Firstborn Book Baby
The pub day of ONLY CHILD is almost here! Pinch me, please, someone. Because I can’t believe this is actually happening. I get to share this story that I found—or I should say, that found me—with all of you. It feels like the due date of my fourth child is right around the corner, except that most of the “labor” is already behind me (yay.) And boy, some labor that was. A year-long, give or take, labor of love, definitely, but with its share of blood, sweat, and tears. Well, no actual blood. But tears! So, so many tears.

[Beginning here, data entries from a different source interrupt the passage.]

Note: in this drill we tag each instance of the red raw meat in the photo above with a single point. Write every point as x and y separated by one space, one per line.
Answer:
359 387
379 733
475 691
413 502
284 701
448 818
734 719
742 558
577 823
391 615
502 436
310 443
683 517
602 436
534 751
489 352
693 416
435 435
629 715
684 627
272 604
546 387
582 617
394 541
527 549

When my twins were born, I had three kids under the age of four. So really, it takes a lot to throw me off my game in the baby- or kid-department. But this is different. This is my firstborn book baby and I have ALL the feels of an about-to-be first-time mother. The happy, proud anticipation is making it hard for me to sit still—one definite advantage of book baby vs. real baby: walking around is not super uncomfortable. Also, no heartburn. I can’t wait to meet it (well, I’ve met it, obviously, but not, say, on the shelf of Barnes & Noble) and I can’t wait to show it off to my friends and the WHOLE WORLD. And I am so very nervous and anxious.
Because, you know that saying, “a face only a mother could love…?” Sometimes I wake up in a sweat and I picture someone—a reader or a reviewer—looking at my baby and having the same reaction Elaine and Jerry had in the “Ugly Baby” episode of Seinfeld. Where they walk up to Carol’s baby’s crib and lovingly gaze at the baby only to instantly retreat in horror at his ugliness. “Isn’t he gorgeous?” Carol squawks in that squawky voice of hers and next we see Elaine and Jerry outside on the back deck doubled over in disgust and Jerry proclaims, “Was it just me or was that the ugliest baby you have ever seen?” And then no one wants the baby at the dinner table because it’s so ugly and…
OK, deep breath.
Not everyone is going to like my baby. And that’s OK. But some will. Many already do. I certainly hope you will.